The strike landed just before sunset, and footage on Israel’s Channel 12 showed a large blast and a plume of smoke in one of the valleys in Majdal Shams, a town populated by the Druze, an Arabic-speaking ethnic and religious minority.
Sheikh Muafak Tarif, the spiritual leader of the Druze in Israel, decried “the brutal and murderous attack.”
“It’s impossible to imagine and describe the horrific images of children and their smashed [body] parts strewn on the grass,” he said in a statement.
The Druze, who practice a distinct religion, are unique among Israel’s Arab population in their support for the state, including by joining the Israeli military. About 25,000 Druze live in the Golan Heights, which Israel captured from Syria in 1967.
The conflict between Israel and Hezbollah has so far been subdued compared with the war in Gaza. But Hezbollah’s promises of continued support for Palestinians has meant sustained attacks against Israel. Hundreds have died, mostly from Israeli fire in Lebanon, and tens of thousands have been displaced from their homes on both sides of the border.
The latest strikes have renewed fears of escalation.
“This is exactly the kind of thing that can send us into a spiral,” said Gershon Baskin, Middle East director of the International Communities Organisation based in Israel.
“Hezbollah is not going to take this sitting down, and their ability to do damage to Israel is 100 times bigger than Hamas.
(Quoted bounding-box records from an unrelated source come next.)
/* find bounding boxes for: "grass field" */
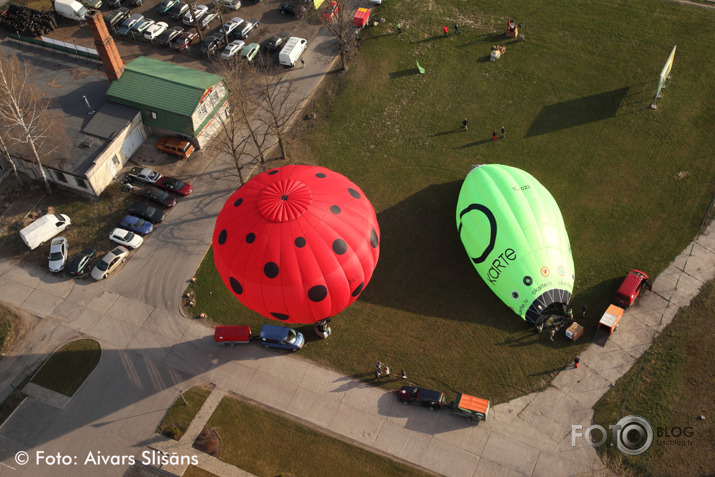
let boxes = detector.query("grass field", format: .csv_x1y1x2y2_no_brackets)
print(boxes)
156,385,213,441
206,396,431,477
30,339,102,397
593,282,715,477
194,0,715,402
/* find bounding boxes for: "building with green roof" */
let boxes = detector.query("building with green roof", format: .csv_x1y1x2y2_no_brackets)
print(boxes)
107,56,228,147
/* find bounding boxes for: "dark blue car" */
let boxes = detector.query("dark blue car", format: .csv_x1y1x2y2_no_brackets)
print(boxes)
120,215,154,235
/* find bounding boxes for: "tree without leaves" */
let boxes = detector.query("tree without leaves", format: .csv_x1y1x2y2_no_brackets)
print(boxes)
307,2,357,71
0,55,66,193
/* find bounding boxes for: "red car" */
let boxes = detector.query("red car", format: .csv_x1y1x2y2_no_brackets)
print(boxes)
171,28,199,51
156,177,194,197
323,2,340,22
613,270,652,308
139,186,176,207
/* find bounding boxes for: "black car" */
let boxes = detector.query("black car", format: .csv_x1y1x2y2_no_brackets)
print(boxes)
104,7,129,29
397,386,444,409
67,248,97,277
278,2,308,18
201,34,225,55
129,202,165,224
157,27,184,46
168,2,189,20
262,32,289,53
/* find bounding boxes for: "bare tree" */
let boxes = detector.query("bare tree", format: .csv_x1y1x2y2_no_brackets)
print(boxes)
254,65,306,159
0,55,65,193
308,1,358,71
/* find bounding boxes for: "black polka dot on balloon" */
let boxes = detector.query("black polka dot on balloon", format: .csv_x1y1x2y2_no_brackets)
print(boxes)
353,282,365,296
228,277,243,295
263,262,278,278
308,285,328,302
333,239,348,255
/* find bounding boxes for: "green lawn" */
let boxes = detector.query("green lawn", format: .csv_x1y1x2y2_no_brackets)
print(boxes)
206,397,431,477
593,282,715,477
156,384,213,441
187,0,715,402
30,339,102,397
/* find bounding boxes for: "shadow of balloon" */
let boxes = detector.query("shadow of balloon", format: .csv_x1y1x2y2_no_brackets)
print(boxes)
360,181,525,332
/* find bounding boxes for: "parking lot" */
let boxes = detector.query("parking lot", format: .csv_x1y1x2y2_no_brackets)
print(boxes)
47,0,320,71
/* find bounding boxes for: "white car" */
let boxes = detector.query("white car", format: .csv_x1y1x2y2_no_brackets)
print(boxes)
134,18,156,35
128,167,164,184
221,40,246,60
91,247,129,280
47,237,68,273
223,17,243,36
181,5,209,26
109,227,144,250
144,22,169,40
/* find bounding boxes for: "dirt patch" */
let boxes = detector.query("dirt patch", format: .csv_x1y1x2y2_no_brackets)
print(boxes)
193,427,221,457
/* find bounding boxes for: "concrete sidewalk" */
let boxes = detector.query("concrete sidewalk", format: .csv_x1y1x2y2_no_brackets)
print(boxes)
0,223,715,477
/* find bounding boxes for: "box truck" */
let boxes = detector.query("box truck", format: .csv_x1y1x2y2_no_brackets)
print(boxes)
55,0,87,21
20,214,72,250
278,36,308,66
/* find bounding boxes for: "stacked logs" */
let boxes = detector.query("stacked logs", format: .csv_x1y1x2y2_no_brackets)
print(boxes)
0,4,57,37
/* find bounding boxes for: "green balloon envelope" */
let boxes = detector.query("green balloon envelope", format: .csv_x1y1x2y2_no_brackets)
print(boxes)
457,164,575,324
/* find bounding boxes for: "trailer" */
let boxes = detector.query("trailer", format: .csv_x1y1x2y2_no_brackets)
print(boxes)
452,394,491,421
598,305,623,335
353,8,370,28
214,325,251,347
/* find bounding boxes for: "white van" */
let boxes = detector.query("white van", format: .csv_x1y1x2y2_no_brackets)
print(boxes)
20,214,72,250
55,0,87,21
278,36,308,66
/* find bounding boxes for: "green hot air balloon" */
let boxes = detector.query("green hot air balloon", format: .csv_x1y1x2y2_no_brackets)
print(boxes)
457,164,575,325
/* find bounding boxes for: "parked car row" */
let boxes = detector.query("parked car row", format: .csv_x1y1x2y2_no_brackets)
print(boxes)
40,167,193,280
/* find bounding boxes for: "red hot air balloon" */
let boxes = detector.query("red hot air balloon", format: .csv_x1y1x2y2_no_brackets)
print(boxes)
213,165,380,323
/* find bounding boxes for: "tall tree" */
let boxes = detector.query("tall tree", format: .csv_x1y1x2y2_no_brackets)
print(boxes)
308,0,358,71
0,54,64,193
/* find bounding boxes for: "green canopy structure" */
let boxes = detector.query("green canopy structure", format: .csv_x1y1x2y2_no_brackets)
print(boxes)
457,164,575,325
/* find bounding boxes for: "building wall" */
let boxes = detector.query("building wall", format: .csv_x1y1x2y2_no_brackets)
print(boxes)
17,114,148,197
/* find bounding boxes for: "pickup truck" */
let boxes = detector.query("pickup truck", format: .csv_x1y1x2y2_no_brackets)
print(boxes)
127,167,162,184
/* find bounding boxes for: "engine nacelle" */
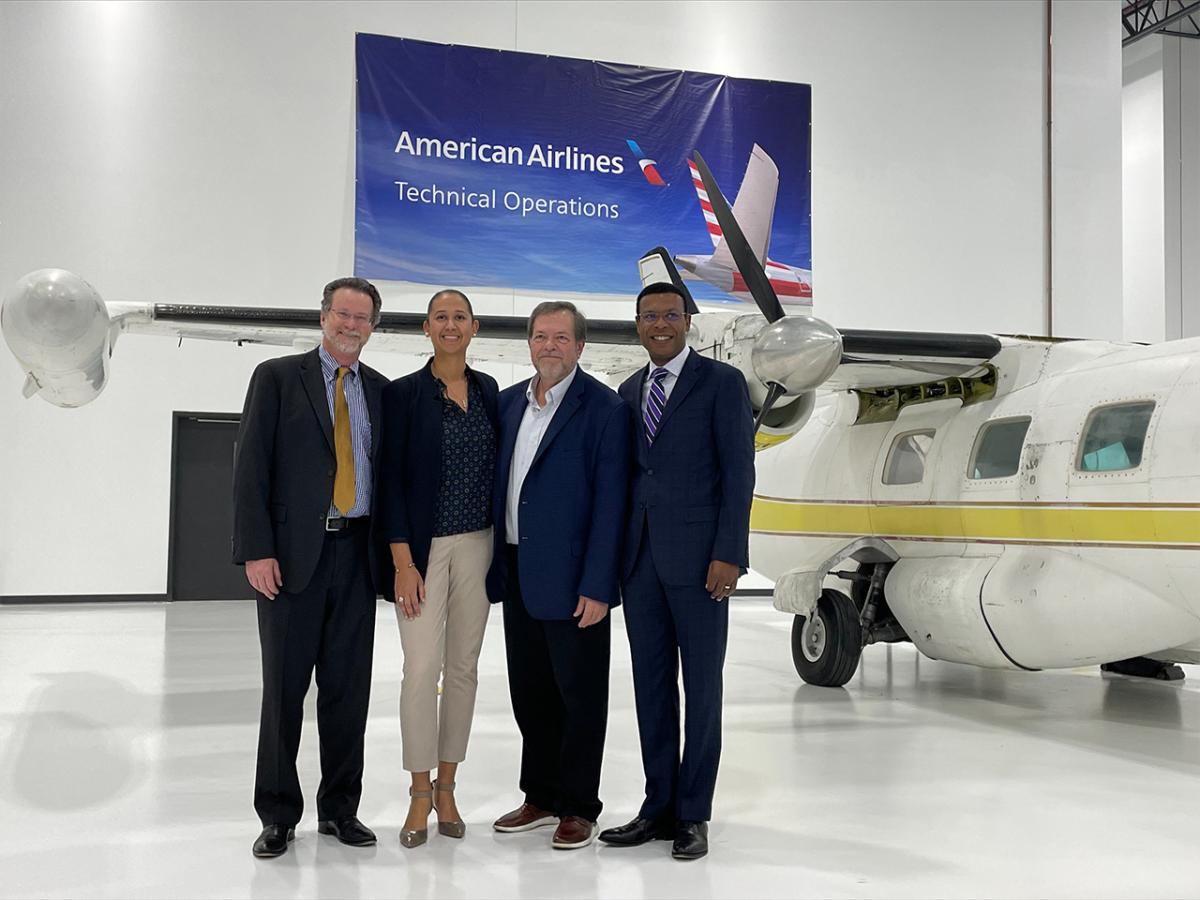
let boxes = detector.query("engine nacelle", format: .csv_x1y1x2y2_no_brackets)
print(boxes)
0,269,113,407
725,316,842,450
754,391,817,450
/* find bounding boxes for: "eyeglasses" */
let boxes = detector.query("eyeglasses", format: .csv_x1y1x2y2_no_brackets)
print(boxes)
634,310,683,325
331,310,372,325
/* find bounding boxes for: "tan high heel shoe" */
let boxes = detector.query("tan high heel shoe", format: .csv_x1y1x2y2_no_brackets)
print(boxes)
433,779,467,838
400,782,437,850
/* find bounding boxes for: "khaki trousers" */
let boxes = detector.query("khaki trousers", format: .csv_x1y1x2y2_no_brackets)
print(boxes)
396,528,492,772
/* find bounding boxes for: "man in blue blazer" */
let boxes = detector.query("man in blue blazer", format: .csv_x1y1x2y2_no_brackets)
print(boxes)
600,282,754,859
487,301,630,850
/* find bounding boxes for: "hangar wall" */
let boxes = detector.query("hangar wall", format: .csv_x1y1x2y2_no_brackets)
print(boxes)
1122,35,1200,341
0,0,1121,596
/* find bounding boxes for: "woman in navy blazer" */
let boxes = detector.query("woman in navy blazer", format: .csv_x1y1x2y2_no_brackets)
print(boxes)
379,290,498,847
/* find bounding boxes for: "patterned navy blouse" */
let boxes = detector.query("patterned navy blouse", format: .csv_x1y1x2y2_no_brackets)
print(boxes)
433,377,496,538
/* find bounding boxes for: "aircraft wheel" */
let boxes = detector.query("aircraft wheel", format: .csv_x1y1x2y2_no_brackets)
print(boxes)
792,588,863,688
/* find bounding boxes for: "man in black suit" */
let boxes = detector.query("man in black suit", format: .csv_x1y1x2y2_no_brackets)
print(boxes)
233,278,388,857
600,282,754,859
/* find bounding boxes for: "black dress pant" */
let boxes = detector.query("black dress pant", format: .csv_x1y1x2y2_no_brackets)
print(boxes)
254,518,376,826
504,545,612,822
622,536,730,822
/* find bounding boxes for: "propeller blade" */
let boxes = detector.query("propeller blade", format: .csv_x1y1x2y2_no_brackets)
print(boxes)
754,382,787,434
692,150,784,323
637,246,700,316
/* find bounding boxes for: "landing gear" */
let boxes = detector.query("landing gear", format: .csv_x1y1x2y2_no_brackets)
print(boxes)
1100,656,1183,682
792,588,863,688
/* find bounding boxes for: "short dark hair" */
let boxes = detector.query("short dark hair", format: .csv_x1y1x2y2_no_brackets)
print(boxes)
425,288,475,318
635,281,688,314
320,278,383,325
526,300,588,341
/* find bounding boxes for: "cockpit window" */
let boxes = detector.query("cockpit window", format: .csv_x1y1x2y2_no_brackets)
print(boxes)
967,415,1030,479
1075,400,1154,472
883,431,934,485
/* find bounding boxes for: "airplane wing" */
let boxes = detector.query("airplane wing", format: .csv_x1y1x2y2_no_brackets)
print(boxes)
119,302,646,374
129,302,1001,390
821,329,1003,390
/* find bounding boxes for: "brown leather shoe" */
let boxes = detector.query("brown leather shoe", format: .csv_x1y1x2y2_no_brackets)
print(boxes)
492,803,558,833
550,816,600,850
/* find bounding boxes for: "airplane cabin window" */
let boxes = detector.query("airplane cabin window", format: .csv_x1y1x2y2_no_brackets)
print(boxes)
967,415,1030,479
1075,400,1154,472
883,431,934,485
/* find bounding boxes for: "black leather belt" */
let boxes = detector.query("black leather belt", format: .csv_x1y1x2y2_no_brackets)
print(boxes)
325,516,367,532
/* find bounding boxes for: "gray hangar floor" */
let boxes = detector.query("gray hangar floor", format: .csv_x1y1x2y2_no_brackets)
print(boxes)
0,599,1200,898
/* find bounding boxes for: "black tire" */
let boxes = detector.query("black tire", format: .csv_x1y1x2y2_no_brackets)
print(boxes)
792,588,863,688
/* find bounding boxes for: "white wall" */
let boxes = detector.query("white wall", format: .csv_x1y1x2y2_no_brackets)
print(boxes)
1122,36,1200,341
1050,2,1124,341
1121,37,1178,341
0,0,1118,595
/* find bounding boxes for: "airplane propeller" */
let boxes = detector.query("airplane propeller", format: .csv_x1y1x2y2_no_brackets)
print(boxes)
692,150,842,433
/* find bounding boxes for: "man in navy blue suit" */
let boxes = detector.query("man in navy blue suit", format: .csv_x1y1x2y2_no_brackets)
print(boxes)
600,282,754,859
487,301,630,850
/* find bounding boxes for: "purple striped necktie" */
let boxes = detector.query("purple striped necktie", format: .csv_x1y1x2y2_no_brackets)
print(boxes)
642,368,667,444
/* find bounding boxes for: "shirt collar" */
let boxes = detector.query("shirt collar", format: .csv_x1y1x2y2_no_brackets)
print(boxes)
317,343,359,382
646,347,691,376
526,364,580,409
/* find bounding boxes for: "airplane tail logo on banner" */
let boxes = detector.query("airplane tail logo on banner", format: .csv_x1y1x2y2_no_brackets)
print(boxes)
625,138,667,187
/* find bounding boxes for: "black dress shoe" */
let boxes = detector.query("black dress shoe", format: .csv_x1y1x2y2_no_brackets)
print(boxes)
600,816,676,847
671,821,708,859
317,816,376,847
253,826,296,859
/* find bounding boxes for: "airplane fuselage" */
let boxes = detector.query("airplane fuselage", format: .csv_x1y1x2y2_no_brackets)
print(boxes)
750,340,1200,668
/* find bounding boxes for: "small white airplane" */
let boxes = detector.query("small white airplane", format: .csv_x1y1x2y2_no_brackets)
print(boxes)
674,144,812,312
0,154,1200,685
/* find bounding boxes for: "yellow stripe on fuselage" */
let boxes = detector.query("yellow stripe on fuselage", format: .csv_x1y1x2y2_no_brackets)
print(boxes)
750,497,1200,547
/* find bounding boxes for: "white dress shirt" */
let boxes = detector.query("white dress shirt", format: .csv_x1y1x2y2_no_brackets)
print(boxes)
642,347,691,413
505,366,580,544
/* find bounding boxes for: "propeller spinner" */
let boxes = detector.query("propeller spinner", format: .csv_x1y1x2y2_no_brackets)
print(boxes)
694,150,841,432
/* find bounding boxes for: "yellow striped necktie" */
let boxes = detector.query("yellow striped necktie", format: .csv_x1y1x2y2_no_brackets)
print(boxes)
334,366,354,516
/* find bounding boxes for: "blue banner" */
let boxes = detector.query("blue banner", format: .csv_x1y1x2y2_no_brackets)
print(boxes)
354,34,811,301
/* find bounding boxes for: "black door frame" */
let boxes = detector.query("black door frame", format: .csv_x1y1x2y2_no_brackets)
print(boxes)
167,409,241,601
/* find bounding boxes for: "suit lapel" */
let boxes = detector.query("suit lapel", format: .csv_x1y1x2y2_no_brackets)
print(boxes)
300,350,336,451
626,366,649,460
643,350,703,437
529,368,588,469
496,380,529,480
359,362,383,460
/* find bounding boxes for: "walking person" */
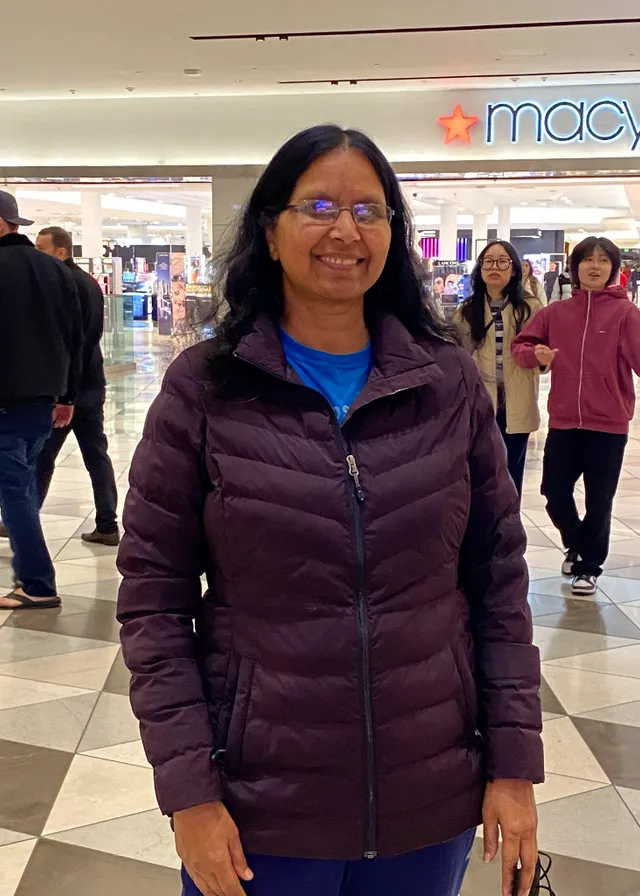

The amount of firepower that both sides have can do an enormous amount of damage and kill a lot of people.”
“Escalation is never planned, it spins out of control,” Baskin said.
The White House National Security Council said in a statement that support for Israel’s security “is iron-clad and unwavering against all Iranian-backed terrorist groups, including Lebanese Hezbollah,”
The U.S. has previously worked to prevent a greater war between Israel and Hezbollah from unfolding. On a trip to Lebanon in June, White House envoy Amos Hochstein said that the U.S. was urgently seeking to calm the conflict.
Despite pressure from the Biden administration, Israeli officials have remained firm in their desire to go after Hezbollah in Lebanon, according to U.S. officials familiar with the conversations.
Netanyahu cut his trip to the U.S. short by several hours following the strike on Golan Heights. He immediately vowed retaliation against Hezbollah, and said the group would “pay a heavy price, one that it has not paid so far.”
The latest violence comes as Israel and Hamas are weighing a cease-fire proposal that could bring an end to the nearly 10-month conflict. On Friday, Netanyahu said he would send a delegation to Rome for talks aimed at ending the war with Hamas. The U.S. is sending the head of the CIA, Bill Burns, to meet representatives from Qatar, Egypt and Israel.
Hezbollah has said it will continue its attacks as long as Israel’s offensive in Gaza continues, and Fawaz Gerges, a professor of international relations at the London School of Economics, believes ending the war in Gaza would be the quickest way to put an end to any escalating conflict between Israel and Lebanon.
“Hezbollah has the capacity to resist Israel for years, not just months,” he said “It could bleed Israel in ways that it has never experienced before.
“Once the guns fall silent in Gaza, the clashes between Hezbollah, the Houthis, and Israel, will stop.”